Greenhead Moss Community Nature Park, or simply Greenhead Moss is a nature reserve and public park in the town of Wishaw in North Lanarkshire, Scotland. Despite its small area of only 100 hectares, the park has many different flora and fauna. The most notable feature of the park is the Perchy Pond, an artificial pond known for its many Swans and Amphibians. The area is naturally occurring, and the area around the pond was designated as a Local nature reserve (LNR), in 1989, with the rest of the Moss being designated so by 2013. The main habitat is moorland and Bogs, although flower Meadows and woods are also predominant.

History 
According to park signs, the landscape formed around 10,000 years ago in the Mesolithic, with known habitation occurring as far back as 2,000 years ago. The marshes and peat bogs were used as a source of fuel by the Britons in ancient times. The peat in the moss was used for fuel as late as 1993. Coal mining became the industry of choice during the Industrial Revolution with OS Maps showing small coal mines and railways on the land. These were short lived however. 

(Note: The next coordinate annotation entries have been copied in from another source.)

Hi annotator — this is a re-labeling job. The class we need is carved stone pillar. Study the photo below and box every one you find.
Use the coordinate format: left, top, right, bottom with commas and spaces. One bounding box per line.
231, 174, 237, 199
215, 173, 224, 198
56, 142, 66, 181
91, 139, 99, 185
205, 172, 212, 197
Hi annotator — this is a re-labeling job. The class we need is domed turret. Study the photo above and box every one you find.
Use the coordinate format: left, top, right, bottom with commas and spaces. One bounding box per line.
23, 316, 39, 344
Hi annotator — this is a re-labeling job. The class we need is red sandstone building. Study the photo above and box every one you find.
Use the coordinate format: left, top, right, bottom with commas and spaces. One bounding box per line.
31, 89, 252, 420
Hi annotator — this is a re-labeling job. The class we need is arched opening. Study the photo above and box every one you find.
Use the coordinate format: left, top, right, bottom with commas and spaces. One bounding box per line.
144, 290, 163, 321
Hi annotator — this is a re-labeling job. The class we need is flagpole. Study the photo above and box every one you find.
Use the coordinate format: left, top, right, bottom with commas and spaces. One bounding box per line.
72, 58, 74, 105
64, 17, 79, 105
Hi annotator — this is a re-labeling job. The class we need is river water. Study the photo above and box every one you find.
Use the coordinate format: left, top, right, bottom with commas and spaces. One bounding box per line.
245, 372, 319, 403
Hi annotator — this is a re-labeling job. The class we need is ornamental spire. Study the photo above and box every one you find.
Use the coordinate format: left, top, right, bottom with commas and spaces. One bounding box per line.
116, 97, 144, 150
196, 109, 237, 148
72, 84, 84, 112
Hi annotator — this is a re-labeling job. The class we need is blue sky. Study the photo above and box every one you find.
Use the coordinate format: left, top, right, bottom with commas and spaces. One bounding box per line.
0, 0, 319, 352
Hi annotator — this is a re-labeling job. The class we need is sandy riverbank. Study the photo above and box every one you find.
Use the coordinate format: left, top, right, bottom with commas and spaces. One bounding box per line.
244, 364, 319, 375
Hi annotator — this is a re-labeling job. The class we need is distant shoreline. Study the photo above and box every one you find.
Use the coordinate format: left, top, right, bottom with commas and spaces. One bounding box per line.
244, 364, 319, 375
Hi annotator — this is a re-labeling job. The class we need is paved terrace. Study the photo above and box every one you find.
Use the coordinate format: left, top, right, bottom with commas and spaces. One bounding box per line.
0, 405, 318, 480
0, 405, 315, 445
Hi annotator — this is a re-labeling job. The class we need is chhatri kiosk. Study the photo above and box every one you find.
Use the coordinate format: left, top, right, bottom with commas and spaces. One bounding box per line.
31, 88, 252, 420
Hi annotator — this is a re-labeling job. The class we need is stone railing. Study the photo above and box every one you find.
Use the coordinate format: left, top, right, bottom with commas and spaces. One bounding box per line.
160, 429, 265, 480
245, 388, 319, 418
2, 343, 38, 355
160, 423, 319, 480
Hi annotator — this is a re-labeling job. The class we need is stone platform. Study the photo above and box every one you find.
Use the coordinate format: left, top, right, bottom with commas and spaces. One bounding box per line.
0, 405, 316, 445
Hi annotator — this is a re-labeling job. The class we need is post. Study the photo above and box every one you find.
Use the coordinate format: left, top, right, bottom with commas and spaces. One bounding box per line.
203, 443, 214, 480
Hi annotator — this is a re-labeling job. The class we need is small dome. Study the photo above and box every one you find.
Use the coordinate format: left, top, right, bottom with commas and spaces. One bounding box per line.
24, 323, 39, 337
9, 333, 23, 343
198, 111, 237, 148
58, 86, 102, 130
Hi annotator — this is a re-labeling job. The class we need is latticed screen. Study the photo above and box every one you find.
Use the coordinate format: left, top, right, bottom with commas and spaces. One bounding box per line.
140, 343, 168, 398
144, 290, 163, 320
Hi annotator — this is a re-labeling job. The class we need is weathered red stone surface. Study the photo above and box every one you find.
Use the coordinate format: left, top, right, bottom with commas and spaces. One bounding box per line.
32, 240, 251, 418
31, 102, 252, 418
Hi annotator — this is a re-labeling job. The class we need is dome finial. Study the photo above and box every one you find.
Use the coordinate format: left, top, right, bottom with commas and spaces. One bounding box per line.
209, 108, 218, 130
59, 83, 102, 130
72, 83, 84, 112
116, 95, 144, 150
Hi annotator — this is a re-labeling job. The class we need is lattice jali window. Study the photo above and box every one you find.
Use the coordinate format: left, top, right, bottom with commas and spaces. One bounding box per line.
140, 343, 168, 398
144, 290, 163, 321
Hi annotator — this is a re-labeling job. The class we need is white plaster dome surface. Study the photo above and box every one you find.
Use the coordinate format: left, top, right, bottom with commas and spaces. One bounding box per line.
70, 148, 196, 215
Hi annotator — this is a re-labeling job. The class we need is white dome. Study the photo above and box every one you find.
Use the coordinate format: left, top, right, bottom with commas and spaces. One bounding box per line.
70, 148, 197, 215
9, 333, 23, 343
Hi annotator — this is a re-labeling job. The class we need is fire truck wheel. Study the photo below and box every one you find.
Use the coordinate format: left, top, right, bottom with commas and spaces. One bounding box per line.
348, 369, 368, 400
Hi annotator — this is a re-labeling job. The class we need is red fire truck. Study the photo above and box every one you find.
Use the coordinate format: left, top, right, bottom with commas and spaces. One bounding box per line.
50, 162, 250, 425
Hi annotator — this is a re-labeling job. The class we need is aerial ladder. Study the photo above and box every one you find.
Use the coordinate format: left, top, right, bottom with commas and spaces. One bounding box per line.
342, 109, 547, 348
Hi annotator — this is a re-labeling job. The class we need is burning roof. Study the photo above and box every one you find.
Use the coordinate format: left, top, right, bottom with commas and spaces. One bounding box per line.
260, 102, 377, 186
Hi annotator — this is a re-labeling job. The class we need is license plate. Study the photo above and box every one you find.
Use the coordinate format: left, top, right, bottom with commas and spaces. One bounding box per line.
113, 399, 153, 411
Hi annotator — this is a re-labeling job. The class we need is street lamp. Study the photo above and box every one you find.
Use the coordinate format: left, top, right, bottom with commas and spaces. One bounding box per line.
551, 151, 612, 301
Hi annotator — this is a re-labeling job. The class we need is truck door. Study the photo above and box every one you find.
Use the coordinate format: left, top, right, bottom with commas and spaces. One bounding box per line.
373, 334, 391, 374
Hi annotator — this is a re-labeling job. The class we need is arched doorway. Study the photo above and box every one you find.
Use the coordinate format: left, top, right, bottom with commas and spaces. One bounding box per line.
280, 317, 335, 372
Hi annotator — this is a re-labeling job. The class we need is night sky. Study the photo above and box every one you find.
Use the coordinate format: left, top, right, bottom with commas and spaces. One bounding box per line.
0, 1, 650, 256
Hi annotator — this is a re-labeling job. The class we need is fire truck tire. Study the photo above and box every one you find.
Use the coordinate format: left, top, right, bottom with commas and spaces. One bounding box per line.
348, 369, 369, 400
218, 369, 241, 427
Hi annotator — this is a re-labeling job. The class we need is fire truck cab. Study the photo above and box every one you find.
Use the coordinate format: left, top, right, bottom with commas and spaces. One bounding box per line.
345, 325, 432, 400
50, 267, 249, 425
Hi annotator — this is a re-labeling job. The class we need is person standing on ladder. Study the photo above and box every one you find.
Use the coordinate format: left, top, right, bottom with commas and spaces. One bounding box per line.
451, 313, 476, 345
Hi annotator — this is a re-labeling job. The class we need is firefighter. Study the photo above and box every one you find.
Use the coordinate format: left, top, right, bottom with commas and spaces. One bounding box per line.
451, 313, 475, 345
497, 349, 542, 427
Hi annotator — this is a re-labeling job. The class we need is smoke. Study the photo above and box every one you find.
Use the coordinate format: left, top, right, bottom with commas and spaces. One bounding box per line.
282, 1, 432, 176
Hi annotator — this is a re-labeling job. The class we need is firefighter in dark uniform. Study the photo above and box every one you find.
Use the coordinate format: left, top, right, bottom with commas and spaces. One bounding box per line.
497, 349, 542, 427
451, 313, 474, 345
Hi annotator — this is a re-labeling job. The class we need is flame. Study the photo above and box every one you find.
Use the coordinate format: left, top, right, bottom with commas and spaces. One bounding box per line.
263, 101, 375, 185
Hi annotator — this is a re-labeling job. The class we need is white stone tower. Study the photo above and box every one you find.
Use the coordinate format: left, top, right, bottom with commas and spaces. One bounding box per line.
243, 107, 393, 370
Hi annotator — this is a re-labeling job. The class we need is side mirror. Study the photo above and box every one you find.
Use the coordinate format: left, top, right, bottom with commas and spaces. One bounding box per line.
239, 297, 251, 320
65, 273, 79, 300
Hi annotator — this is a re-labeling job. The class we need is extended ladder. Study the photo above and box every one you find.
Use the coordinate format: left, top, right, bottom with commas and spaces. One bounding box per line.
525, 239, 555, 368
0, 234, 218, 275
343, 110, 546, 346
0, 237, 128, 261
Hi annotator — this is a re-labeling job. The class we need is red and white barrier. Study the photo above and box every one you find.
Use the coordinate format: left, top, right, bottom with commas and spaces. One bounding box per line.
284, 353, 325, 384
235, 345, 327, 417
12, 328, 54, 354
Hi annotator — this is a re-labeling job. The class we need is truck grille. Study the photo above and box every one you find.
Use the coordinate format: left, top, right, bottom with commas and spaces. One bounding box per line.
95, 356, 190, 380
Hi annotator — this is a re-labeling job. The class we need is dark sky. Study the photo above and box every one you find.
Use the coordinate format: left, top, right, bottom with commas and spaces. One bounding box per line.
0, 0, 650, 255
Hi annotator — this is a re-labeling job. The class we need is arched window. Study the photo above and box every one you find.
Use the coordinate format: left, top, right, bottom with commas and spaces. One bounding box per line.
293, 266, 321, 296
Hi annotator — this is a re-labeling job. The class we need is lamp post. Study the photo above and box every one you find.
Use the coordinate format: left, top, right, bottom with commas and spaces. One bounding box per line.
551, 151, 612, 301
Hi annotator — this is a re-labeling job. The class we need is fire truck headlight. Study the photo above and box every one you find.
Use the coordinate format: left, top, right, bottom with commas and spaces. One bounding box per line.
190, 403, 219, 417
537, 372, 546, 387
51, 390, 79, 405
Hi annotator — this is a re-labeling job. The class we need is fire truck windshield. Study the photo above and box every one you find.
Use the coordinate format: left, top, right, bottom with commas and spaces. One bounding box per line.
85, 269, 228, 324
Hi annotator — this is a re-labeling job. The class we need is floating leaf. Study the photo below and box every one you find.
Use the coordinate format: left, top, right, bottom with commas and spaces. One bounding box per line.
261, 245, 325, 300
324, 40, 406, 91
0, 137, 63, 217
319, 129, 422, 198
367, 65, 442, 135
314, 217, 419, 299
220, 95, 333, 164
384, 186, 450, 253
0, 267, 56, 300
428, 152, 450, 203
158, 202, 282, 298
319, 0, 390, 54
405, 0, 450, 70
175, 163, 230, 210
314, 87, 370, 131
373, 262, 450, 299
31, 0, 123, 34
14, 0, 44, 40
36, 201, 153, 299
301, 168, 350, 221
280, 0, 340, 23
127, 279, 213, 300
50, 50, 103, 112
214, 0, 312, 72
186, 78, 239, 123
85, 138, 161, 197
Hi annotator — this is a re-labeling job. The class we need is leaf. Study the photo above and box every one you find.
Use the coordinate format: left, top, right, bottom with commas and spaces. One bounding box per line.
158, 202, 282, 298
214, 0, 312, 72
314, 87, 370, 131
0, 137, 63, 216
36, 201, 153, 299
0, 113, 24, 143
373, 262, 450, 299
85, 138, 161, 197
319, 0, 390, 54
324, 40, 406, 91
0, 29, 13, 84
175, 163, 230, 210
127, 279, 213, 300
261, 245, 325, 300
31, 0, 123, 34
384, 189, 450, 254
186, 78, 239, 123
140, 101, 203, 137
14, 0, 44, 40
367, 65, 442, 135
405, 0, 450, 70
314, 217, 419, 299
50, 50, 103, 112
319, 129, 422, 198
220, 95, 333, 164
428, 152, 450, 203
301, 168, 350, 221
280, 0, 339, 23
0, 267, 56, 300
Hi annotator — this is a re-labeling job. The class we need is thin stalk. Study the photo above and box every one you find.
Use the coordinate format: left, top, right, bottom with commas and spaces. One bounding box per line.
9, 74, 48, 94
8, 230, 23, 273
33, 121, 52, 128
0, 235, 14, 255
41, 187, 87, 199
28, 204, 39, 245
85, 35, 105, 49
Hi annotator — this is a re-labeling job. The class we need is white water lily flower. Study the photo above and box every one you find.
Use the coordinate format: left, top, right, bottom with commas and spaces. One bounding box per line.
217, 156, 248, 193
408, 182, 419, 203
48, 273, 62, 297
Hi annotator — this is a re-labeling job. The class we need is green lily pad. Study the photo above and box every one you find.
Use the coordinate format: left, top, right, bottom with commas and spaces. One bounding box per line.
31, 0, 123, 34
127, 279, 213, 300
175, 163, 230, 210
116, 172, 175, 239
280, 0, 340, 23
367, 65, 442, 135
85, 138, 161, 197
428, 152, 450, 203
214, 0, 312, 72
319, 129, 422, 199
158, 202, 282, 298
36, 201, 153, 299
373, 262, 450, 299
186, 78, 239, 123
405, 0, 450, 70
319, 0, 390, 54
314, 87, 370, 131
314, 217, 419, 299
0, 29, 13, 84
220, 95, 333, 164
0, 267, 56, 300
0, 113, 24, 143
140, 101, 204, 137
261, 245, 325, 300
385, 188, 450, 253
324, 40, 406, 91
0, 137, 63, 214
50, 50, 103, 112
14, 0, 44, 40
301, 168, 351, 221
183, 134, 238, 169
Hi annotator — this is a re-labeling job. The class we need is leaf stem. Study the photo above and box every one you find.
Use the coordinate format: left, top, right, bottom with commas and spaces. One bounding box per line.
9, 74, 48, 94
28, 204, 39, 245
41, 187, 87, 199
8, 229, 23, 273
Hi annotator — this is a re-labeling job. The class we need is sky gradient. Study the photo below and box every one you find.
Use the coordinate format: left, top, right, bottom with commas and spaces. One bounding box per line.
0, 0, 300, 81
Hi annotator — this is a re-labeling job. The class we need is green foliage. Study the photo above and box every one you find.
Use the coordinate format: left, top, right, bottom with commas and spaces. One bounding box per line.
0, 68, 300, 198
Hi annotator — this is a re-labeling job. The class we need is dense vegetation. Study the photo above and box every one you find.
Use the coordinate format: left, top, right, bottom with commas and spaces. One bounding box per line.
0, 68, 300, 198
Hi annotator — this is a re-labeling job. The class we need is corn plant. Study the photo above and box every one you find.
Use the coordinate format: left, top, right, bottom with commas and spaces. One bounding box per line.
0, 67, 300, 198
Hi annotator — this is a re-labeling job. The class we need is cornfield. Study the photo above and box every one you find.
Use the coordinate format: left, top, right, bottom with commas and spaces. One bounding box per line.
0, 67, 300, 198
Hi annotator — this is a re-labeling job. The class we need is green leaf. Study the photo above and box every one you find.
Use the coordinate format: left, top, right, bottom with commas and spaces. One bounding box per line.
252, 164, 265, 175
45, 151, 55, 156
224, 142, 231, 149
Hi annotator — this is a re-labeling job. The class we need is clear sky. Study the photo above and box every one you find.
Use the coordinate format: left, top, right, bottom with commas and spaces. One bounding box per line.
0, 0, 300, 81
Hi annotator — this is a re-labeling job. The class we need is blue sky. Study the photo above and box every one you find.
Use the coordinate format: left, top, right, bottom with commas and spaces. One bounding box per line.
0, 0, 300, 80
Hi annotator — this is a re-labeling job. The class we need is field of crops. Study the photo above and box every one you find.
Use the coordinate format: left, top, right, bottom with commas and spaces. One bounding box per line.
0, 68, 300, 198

After the designation of the Pond as an LNR in 1989, the council acquired the land in 1999 and the community trust for the park was established. This new nature reserve lay between the Wishaw neighbourhoods of Greenhead and Cambusnethan and soon was fitted with new pathways, stairs and gates. These regeneration efforts mainly took place during the early 2000s. They were a large success in making the Moss the nature park it is today.

Cambusnethan Bog Body 
On 23 March 1932 a local Wishaw worker by the name of Gerald Ronlink was digging peat in the Moss, when he came across the preserved body of a fully clothed man about two feet beneath the bog. While his clothes were partially damaged, a unique jacket, cap and leather boots could be made out. The body was identified to have been buried in the 1680s, and the man to be a foot soldier of some sort, most likely a Covenanter. 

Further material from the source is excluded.